La cabina, llamando a la historia

Uno se da cuenta de que se hace mayor cuando objetos de su cotidianidad necesitan ser explicados a la descendencia. Intenten hacerle entender a los niños de menos de 10 años cómo funcionaba una máquina de escribir, un radiocasete o una cabina telefónica. Ellos, que han nacido con un móvil en sus manos, ojipláticos se quedan al saber que antes, si querías llamar, tenías que utilizar esos pequeños habitáculos.

Estos días la cabina es noticia porque en Madrid la han convertido en monumento. En la plaza Conde del Valle de Súchil del barrio de Chamberí han colocado una réplica del modelo que había en las calles hace medio siglo para homenajear al cineasta Antonio Mercero, creador de La Cabina, una angustiosa película protagonizada por José Luis López Vázquez. La historia era tan buena que fue la primera cinta española en conseguir un premio Emi, en una época en la que la producción audiovisual estaba a años luz de la actual. Había tanta diferencia como la que existe entre un smartphone y un teléfono de monedas como el del filme.
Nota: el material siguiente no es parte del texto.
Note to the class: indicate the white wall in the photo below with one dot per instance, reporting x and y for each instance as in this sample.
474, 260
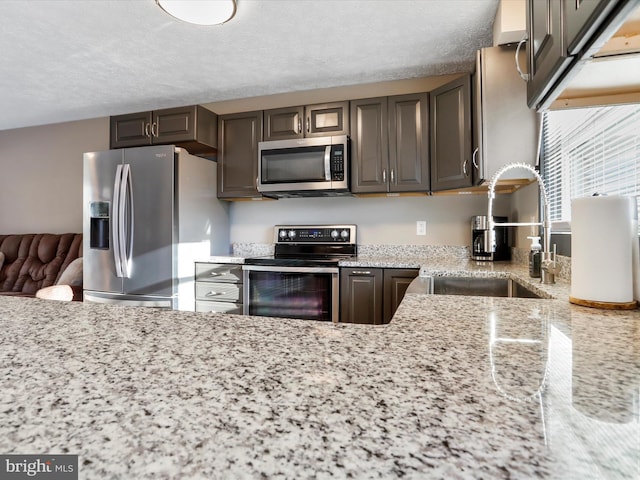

Cabe decir que el teléfono empezó a desarrollarse mucho antes. En 1876, el estadounidense Alexander Graham Bell lo patentó (aunque en realidad fue inventado por el italiano Antonio Meucci, tal y como ya explicamos en este mismo espacio meses atrás). En Barcelona, las primeras pruebas se realizaron en 1877 en la Escuela Industrial y, poco a poco, fueron surgiendo iniciativas locales en todas partes. Cuando el Estado vio la trascendencia de esa tecnología, decretó que fuera monopolio estatal pero, dos años más tarde, al no disponer de recursos económicos ni tecnológicos, rectificó y permitió la explotación privada del servicio. Como es fácilmente comprensible, esto favoreció la expansión del teléfono en las grandes concentraciones urbanas porque era donde había mayor posibilidad de negocio para las empresas. En consecuencia, la población rural, que entonces era mucha, no podía beneficiarse del invento.

Por eso, cuando en 1914 se constituyó la Mancomunidad de las cuatro provincias de Catalunya, una de las máximas prioridades de sus dirigentes fue hacer llegar las líneas a los pueblos más pequeños. En la mayoría de localidades lo que se hacía era instalar un terminal en un punto del municipio, desde donde el vecindario podía comunicarse.

Los datos hablan por sí solos: si en 1914 solo había teléfono en 38 localidades catalanas, se llegó a las 410 en 1923, cuando la dictadura de Primo de Rivera intervino el gobierno catalán para terminar disolviéndolo. A partir de entonces, la gestión quedó controlada por Madrid a través de la Compañía Telefónica Nacional de España, una entidad que todo el mundo llamaría simplemente la Telefónica.

Fue durante esa época que se puso la primera cabina. Para ser exactos debería llamarse cajón. En 1928, donde ahora se encuentra la sala de fiestas Florida Park del Retiro, había un balneario frecuentado por la flor y nata madrileña. Para dotar el local con los últimos avances, se quiso instalar un teléfono público, que funcionaba previo pago. El aparato estaba protegido por una especie de caja de madera, que se abría cuando debía utilizarse.

Aún faltaban muchos años para que llegaran las cabina que, los que ya tenemos una edad, conocimos. La primera se puso en 1963 y, con cuentagotas, fueron llegando a toda la geografía. A finales de los 60 esos teléfonos públicos protegidos por una marquesina roja eran muy populares. Todo un signo de modernidad para un país que hacía poco que había descubierto la televisión y asistido a los primeros conciertos de los Beatles.

No es extraño pues que, de la misma forma que en pleno siglo XXI un cineasta puede urdir tramas narrativas donde el eje central sean tecnologías muy avanzadas para nosotros, como por ejemplo la realidad virtual pongamos por caso; en 1972 el director Antonio Mercero escogiera la cabina para el argumento de una historia donde el protagonista quedaba atrapado. El impacto de la película fue tal que seguro que, en alguna ocasión, todos los que utilizamos esos teléfonos de monedas temimos convertirnos en José Luis López Vázquez.